[Date Prev][Date Next][Thread Prev][Thread Next][Date Index][Thread Index]
Re: spam filtering
- To: http://www.gnosis.cx/~mertz
- Subject: Re: spam filtering
- From: http://dummy.us.eu.org/robert (Robert)
- Date: Tue, 1 Oct 2002 17:31:03 -0400
- In-Reply-To: <http://www.gnosis.cx/~Docm9kKkX8be092yn>
> From: http://www.gnosis.cx/~mertz (David Mertz, Ph.D.)

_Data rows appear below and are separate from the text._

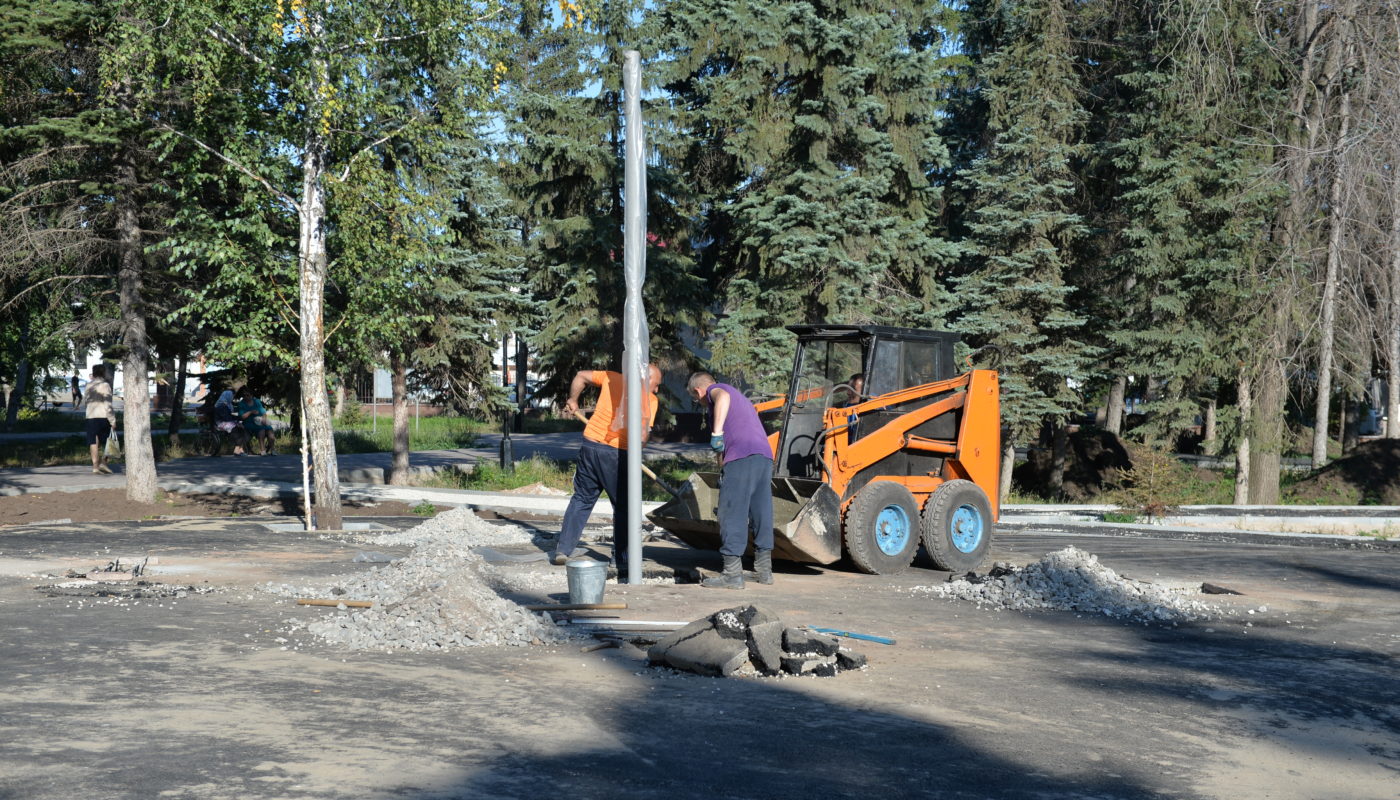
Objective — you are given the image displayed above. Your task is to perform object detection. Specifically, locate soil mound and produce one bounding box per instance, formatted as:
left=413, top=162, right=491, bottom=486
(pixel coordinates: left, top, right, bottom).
left=1289, top=439, right=1400, bottom=506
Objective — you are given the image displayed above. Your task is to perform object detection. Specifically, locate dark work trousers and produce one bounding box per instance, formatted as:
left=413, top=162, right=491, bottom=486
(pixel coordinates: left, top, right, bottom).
left=720, top=455, right=773, bottom=556
left=554, top=440, right=627, bottom=580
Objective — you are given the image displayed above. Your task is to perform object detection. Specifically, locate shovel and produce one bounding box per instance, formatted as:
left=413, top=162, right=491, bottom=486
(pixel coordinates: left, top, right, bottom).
left=574, top=411, right=680, bottom=500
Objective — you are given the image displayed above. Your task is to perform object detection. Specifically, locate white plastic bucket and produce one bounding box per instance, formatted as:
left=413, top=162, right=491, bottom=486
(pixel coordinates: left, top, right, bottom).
left=564, top=559, right=608, bottom=604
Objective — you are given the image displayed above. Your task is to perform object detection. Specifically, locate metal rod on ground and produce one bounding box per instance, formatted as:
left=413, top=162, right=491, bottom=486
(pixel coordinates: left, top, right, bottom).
left=525, top=602, right=627, bottom=611
left=556, top=619, right=690, bottom=630
left=297, top=597, right=374, bottom=608
left=622, top=50, right=648, bottom=583
left=806, top=625, right=895, bottom=644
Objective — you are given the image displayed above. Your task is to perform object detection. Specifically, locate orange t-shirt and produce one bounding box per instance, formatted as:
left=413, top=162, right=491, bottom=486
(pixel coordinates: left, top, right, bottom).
left=584, top=370, right=657, bottom=450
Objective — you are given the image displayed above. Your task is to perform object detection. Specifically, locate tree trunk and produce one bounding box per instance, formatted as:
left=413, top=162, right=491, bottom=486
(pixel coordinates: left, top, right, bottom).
left=297, top=51, right=342, bottom=530
left=1201, top=398, right=1218, bottom=455
left=116, top=154, right=155, bottom=503
left=1382, top=106, right=1400, bottom=439
left=167, top=353, right=189, bottom=447
left=1337, top=395, right=1362, bottom=455
left=1312, top=59, right=1351, bottom=469
left=1103, top=375, right=1128, bottom=436
left=335, top=380, right=346, bottom=418
left=1235, top=374, right=1254, bottom=506
left=389, top=353, right=409, bottom=486
left=1249, top=347, right=1288, bottom=506
left=997, top=436, right=1016, bottom=506
left=1049, top=422, right=1070, bottom=497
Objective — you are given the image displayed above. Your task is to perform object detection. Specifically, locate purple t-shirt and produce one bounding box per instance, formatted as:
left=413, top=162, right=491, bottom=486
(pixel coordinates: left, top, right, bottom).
left=710, top=384, right=773, bottom=464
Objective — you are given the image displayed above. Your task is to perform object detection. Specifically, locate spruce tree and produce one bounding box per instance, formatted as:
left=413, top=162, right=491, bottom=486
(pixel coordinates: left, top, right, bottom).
left=503, top=0, right=701, bottom=396
left=648, top=0, right=953, bottom=391
left=955, top=0, right=1096, bottom=459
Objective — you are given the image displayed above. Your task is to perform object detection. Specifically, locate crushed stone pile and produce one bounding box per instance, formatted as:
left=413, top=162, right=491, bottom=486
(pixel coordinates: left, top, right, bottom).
left=265, top=509, right=568, bottom=650
left=914, top=546, right=1236, bottom=623
left=647, top=605, right=865, bottom=678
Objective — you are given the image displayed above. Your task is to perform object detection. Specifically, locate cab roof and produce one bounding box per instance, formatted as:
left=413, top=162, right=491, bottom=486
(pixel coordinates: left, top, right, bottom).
left=787, top=322, right=962, bottom=343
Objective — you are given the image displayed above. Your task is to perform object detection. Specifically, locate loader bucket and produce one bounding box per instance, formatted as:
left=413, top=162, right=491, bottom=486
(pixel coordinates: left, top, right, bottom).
left=647, top=472, right=841, bottom=563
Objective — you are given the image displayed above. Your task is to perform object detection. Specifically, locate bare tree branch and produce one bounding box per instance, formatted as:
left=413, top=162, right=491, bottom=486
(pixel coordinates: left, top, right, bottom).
left=155, top=122, right=301, bottom=213
left=0, top=275, right=109, bottom=311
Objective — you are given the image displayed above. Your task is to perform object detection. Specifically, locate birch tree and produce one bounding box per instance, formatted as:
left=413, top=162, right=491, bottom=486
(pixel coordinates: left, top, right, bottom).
left=116, top=0, right=498, bottom=528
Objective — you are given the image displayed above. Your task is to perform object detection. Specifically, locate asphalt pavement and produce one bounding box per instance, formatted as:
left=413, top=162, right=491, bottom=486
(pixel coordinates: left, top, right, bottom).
left=0, top=518, right=1400, bottom=800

> Date: Tue, 01 Oct 2002 12:14:59 -0400
>
> http://dummy.us.eu.org/robert (Robert) wrote:
> |Your article might have also mentioned ifile
> |http://www.ai.mit.edu/~jrennie/ifile
>
> Yeah, maybe. But it didn't look as easy to setup in the context of my
> corpora statistics as were the little tools I used. I guess I could
> have listed ifile in the Resources, but there are literally dozens of
> different implementations of Bayesian filtering, and I didn't want to
> list them all.
Fair enough. ifile has been around for 4 years and works specifically on
e-mail. It's more general than any spam filtering tool 'though less general
than other Bayesian filtering tools.
> I included Bogofilter in Resources because, from its description, it did
> some work on improving the lexing algorithm. But even there, I -tested-
> with a quick Python program. I don't think the results would differ
> that much... and my point was to look at the conceptual area, not the
> individual tools.
bogofilter is still in its infancy. It has potential. (I admit that
ifile ends up filtering on some funky "words" -- it ends up that words
like "<table" and "<font" are indicators of spam for my 5000 spam messages
of training. bogofilter may eventually be better at recognizing real
words as indicators of spam.)
> |don't know about Pyzor, but Razor uses "fuzzy matching" (nilsimsa) using a
> |moving hash (sort of like rsync & the gdiff format). Although I haven't
> |looked at your trigram code, I imagine that it might be a similar idea
> |(probably the fuzzy matching code is far more complex than the trigram
> |stuff, 'though).
>
> Not really the same. Nilsimsa is interesting, as is the general concept
> of a fuzzy hash. But my use of trigrams has nothing to do with hashing.
> The set of trigrams in a message is simply a bunch of data points for my
> tool. Just trigrams instead of words, like I wrote. There's nothing
> particularly complex or interesting about my trigram tool... except the
> fact it actually *works* rather well.
That's interesting. You've piqued my interest. I tried downloading your
code, but it wouldn't work. What version of python do you use?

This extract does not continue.